Or, avant même d’entrer au couvent, Yvonne commençait à faire preuve de certaines manifestations parapsychiques (les plus connues sont les extases, la vision de Jésus et de la Vierge Marie, xénoglossie, stigmates, bilocation) dont il fallait à tout prix distinguer si elles étaient bien d’origine divine (et non démoniaque).
Le père Crété demanda donc à la toute jeune aspirante à la sainteté qui avait 22 ans, de lui écrire tout ce qu’elle vivait sans rien lui cacher, y compris les rêves qu’elle faisait.
Ces rêves déconcertaient la jeune Yvonne qui aurait bien aimé, dit-elle dans ses lettres, échapper à toutes ces manifestations paranormales qui l’accablaient « je voudrais être comme tout le monde » écrivait-elle ainsi en octobre 1922). Mais obéissant strictement à son directeur de conscience, elle raconta en détail tout ce qu’elle vivait et rêvait, se plaignant aussi de ne rien comprendre aux songes qu’elle faisait.

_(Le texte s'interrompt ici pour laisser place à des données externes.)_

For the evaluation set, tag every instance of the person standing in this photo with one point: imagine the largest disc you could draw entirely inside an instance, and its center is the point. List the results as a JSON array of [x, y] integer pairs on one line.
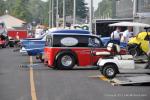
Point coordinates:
[[115, 35], [126, 35]]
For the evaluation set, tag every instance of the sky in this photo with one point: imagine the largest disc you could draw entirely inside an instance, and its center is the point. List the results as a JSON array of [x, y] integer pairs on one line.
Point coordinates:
[[95, 2]]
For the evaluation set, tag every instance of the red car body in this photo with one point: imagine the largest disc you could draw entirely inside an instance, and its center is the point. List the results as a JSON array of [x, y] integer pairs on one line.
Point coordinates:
[[85, 57], [83, 54]]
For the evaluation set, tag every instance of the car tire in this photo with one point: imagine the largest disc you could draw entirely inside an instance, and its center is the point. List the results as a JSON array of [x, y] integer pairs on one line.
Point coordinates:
[[66, 61], [135, 51], [109, 71], [41, 59]]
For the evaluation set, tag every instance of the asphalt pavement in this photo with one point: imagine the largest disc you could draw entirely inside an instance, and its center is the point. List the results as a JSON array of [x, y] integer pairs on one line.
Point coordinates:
[[16, 82]]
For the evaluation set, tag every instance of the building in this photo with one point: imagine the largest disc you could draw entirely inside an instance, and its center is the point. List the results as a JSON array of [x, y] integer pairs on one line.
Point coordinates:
[[139, 10], [12, 22]]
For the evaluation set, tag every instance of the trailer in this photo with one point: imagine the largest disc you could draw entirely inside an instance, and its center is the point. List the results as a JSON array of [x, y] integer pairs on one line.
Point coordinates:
[[126, 79]]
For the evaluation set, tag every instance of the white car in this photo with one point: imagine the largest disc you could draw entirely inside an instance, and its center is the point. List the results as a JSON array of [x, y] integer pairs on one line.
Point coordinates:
[[114, 63]]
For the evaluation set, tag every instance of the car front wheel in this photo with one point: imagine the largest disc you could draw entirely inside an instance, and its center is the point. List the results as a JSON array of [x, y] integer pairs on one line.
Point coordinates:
[[109, 71], [66, 61]]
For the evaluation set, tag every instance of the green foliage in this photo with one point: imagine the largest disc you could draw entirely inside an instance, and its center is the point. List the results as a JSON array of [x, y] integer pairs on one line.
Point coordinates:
[[20, 10], [37, 10]]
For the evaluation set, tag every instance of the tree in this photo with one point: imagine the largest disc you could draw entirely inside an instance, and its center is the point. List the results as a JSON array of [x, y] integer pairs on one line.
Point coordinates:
[[2, 7], [20, 10]]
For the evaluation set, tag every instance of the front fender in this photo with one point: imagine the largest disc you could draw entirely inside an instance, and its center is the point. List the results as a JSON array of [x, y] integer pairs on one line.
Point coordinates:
[[102, 62]]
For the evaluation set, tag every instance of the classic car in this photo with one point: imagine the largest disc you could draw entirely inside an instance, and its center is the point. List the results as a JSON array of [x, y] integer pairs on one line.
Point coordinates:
[[64, 51], [35, 46]]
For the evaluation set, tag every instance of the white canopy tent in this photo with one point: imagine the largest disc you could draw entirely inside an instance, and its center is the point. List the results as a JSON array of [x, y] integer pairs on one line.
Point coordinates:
[[136, 24]]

Voici par exemple quelques passages du rêve d’Yvonne qu’elle raconte dans sa lettre du 18 août 1922 :
« (…) je me voyais assister au sacre d’un évêque dans une église que je ne connais pas, et Jésus disait : “Cet évêque sera bon pour toi, et toi, tu le soutiendras par tes prières et sacrifices, surtout quand il sera dans le pays de Ste Thérèse de l’Enfant Jésus.”
(..) Je me vis aussi en prison et un Ange venant me délivrer. (…) »

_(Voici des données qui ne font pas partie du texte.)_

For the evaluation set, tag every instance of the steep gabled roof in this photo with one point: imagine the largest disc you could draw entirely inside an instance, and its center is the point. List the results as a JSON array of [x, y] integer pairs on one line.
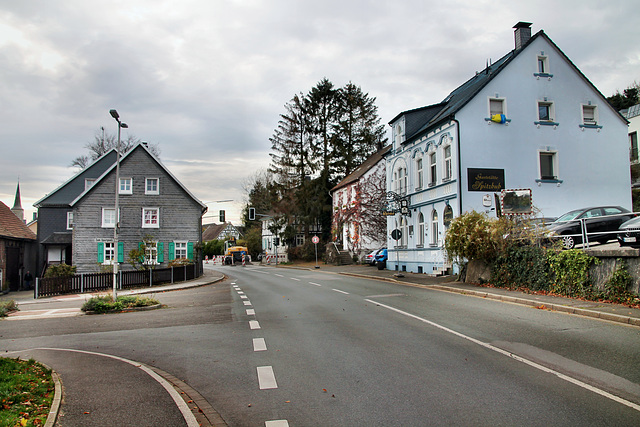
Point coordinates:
[[139, 146], [363, 168], [67, 192], [464, 93], [12, 227]]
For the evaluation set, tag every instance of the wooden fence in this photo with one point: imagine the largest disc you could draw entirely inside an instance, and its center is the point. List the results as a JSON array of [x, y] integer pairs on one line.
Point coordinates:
[[96, 282]]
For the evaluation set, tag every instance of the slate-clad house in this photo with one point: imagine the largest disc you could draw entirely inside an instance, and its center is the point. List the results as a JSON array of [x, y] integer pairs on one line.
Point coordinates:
[[55, 215], [155, 208], [530, 120]]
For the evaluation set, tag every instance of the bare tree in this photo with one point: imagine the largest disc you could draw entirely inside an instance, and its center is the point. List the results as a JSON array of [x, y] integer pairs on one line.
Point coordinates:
[[103, 142]]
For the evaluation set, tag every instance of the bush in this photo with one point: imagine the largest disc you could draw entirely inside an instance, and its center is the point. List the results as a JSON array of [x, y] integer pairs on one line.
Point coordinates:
[[60, 270]]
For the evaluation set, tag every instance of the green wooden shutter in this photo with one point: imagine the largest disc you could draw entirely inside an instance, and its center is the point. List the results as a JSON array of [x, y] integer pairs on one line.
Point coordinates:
[[160, 247], [172, 251], [190, 250]]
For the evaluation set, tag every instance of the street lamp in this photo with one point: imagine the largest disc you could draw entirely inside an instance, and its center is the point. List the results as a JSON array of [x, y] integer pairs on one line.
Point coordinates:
[[121, 125]]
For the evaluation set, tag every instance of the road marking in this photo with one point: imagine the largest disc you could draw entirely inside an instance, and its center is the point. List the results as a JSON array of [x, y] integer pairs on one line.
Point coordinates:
[[266, 378], [253, 324], [259, 344], [515, 357]]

Cet évêque se trouva être Mgr Picaud dont le sacre eut lieu à la basilique Sainte-Anne d’Auray le 1er juillet 1925, trois ans donc après ce rêve. Or cet homme fut aussi l’un des principaux soutiens d’Yvonne, notamment dans ses épreuves. Il devint l’évêque de Lisieux de 1931 à 1954.

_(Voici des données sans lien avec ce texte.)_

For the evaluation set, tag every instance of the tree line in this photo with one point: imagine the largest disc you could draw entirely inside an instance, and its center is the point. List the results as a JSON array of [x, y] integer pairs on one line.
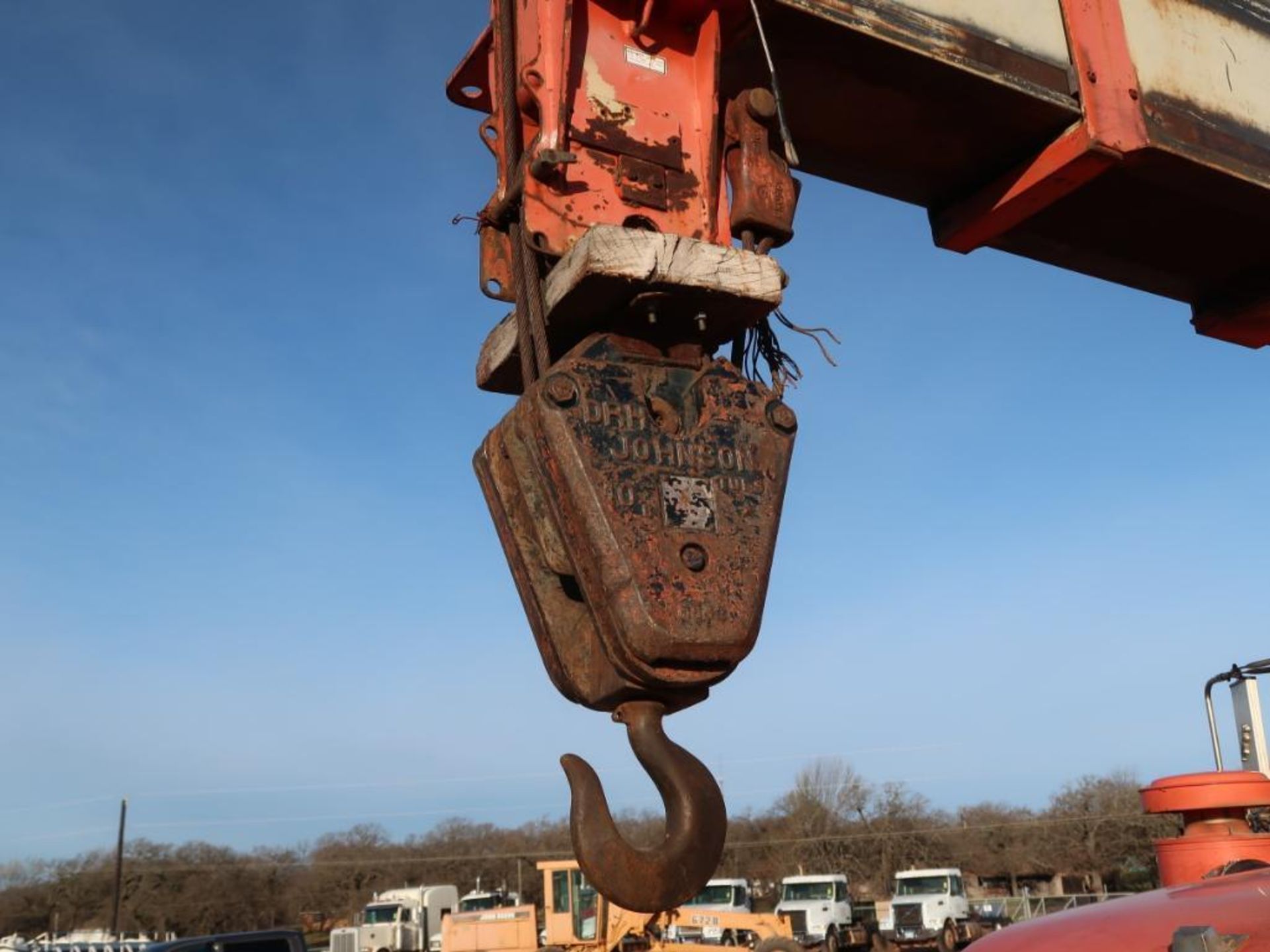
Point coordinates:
[[1093, 833]]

Et en 1943, Yvonne s’est bien trouvée emprisonnée par la Gestapo et elle ne dût sa délivrance qu’à une intervention du Ciel bien mystérieuse, un homme qu’elle appela son ange gardien, et qui disparut ensuite, la tirant d’affaire au moment où elle allait être embarquée pour l’Allemagne.
Voici quelques passages de la lettre du 28 octobre 1922 :
« Cette nuit, je voyais des démons répandus sur toute la Terre. Je voyais, comme un globe lumineux, le monde tourner. (…) Je vis des hommes habillés avec un drôle de costume, je voyais surtout qu’ils avaient un grand ruban : certains bleus, certains rouges et noirs, avec de très grosses médailles, mais ces décorations étaient maniées par des démons, tournant autour de ces hommes.
Je voyais de ces hommes et ces démons dans toute la Terre, faisant le mal. Ils maniaient beaucoup de sacs d’or et je voyais des pièces d’or comme du feu. Je ne puis vous dire l’impression de tristesse profonde qui traversait mon âme pendant ce temps. Ensuite je voyais ces démons s’acharner sur l’Europe, puis des multitudes d’hommes se battre, se tuer, se déchirer, des foules immenses se sauvant devant des incendies, le feu descendant du ciel et courant sur la Terre.
Jésus quelque fois venait me rassurer et me dire : “souffre, prie, c’est en expiation. (…) Sur cette mappemonde, il y avait un gros chiffre : 17. Sur la France, j’ai vu un chiffre : 39. (…)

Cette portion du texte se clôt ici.